= The Climbers (play) =

1901 play by Clyde Fitch

A program

The Climbers is an American play in four acts by Clyde Fitch. The play premiered on Broadway at the Bijou Theatre on January 21, 1901. It ran for 163 performances, closing on June 1, 1901. Produced by Amelia Bingham, the production was directed by the playwright. It used scenic designs by Ernest Albert and Joseph A. Physioc. The production starred Bingham as Mrs. Sterling, Frank Worthing as Richard Sterling, Harry Wright as Richard Sterling, Jr., Clara Bloodgood as Miss Godesby, George C. Boniface as Dr. Steinart, Madge Carr Cook as Mrs. Hunter, Minnie Dupree as Clara Hunter, Maude Monroe as Jessica Hunter, Robert Edeson as Edward Warden, Ferdinand Gottschalk as Johnny Trotter, Henry Woodruff as Edward Warden, Thomas F. Fallon as Godesby, and John Flood as Frederick Mason.
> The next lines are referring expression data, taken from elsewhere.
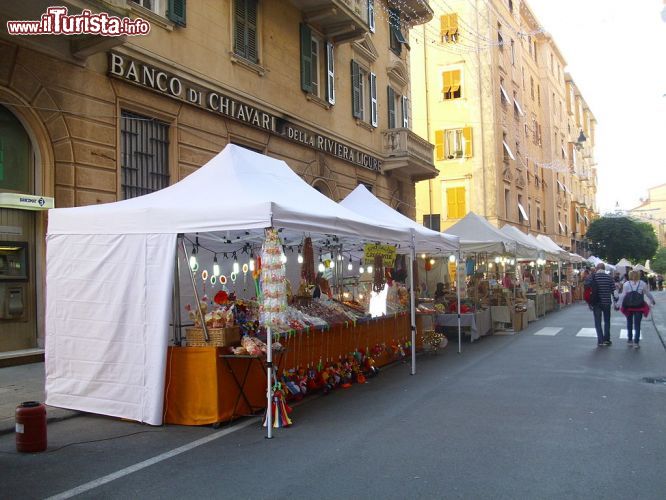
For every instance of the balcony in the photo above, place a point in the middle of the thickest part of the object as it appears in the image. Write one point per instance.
(404, 149)
(338, 20)
(76, 46)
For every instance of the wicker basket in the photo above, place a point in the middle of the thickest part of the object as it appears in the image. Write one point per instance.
(219, 337)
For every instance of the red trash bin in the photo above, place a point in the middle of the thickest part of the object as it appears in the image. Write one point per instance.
(30, 427)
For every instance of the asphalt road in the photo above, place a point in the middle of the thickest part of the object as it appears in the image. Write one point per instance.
(518, 416)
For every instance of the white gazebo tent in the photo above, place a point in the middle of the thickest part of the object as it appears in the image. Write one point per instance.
(109, 273)
(362, 201)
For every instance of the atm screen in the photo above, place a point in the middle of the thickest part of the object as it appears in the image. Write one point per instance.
(13, 261)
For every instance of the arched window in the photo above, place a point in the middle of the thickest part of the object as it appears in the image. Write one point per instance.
(15, 154)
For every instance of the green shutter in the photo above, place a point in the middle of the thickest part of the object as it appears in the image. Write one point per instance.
(176, 11)
(391, 107)
(306, 58)
(357, 111)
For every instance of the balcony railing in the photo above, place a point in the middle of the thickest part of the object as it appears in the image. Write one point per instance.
(404, 149)
(338, 20)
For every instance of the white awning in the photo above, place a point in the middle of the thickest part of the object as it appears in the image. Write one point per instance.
(522, 212)
(504, 93)
(517, 104)
(507, 150)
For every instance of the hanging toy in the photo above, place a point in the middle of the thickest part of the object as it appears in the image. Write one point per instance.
(280, 408)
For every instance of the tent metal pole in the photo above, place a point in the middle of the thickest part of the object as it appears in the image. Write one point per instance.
(196, 294)
(412, 304)
(458, 298)
(269, 384)
(176, 299)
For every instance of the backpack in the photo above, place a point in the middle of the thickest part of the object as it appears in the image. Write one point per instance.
(591, 292)
(633, 300)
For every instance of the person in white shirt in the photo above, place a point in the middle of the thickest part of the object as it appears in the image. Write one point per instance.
(633, 305)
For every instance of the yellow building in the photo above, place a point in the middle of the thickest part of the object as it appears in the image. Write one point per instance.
(495, 106)
(653, 210)
(90, 119)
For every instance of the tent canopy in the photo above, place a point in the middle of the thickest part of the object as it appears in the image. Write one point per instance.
(553, 247)
(529, 249)
(362, 201)
(237, 191)
(110, 272)
(478, 235)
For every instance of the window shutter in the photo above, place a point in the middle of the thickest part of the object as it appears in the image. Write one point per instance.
(405, 112)
(306, 58)
(391, 107)
(460, 202)
(444, 25)
(439, 144)
(240, 47)
(330, 72)
(373, 99)
(467, 136)
(176, 11)
(371, 15)
(451, 203)
(446, 82)
(252, 53)
(357, 111)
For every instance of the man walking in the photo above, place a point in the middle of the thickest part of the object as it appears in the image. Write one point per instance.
(605, 286)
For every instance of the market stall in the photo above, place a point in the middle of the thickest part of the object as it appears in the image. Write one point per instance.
(362, 201)
(110, 273)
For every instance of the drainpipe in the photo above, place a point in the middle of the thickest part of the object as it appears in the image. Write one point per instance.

The play, unlike most of Fitch's works, was not intended for any particular actors. It was a struggle to find someone willing to produce it. However, once a producer was found in Amelia Bingham, she allowed Fitch great creative freedom, which proved a wise decision. Clara Bloodgood's acting was praised in rave reviews on opening, as was that of Frank Worthing. A reporter for the Evening Sun said, "The Climbers is so perfect in all its details that it establishes a new precedent in the matter of stage settings." Ornate furnishings, antique furniture, lit candles, and multicolored three-dimensional trim are just a few aspects of this luxurious set.

The Climbers had its United Kingdom debut on September 5, 1903, at the Comedy Theatre in London's West End. The cast included Sydney Valentine as Richard Sterling, Lottie Venne as Blanche Sterling, Rivers Bertram as Richard Sterling, Jr., H. Reeves-Smith as Edward Warden, Maidie Andrews as Mrs. Hunter, Lily Hanbury as Jessica Hunter, Fannie Ward as Ruth Hunter, J. L. Mackay as Johnny Trotter, G. M. Graham as Dr. Steinart, Howard Sturges as Godesby, and Gertrude Mouillot as Miss Godesby.

The Climbers was revived by Bingham on Broadway at the Princess Theatre in 1904. The play was adapted into a film three times, The Climbers (1915 film), directed by Barry O'Neil; The Climbers (1919 film), directed by Tom Terriss; and The Climbers (1927 film), directed by Paul L. Stein.

The play was parodied in the 1901 Broadway musical The King's Carnival.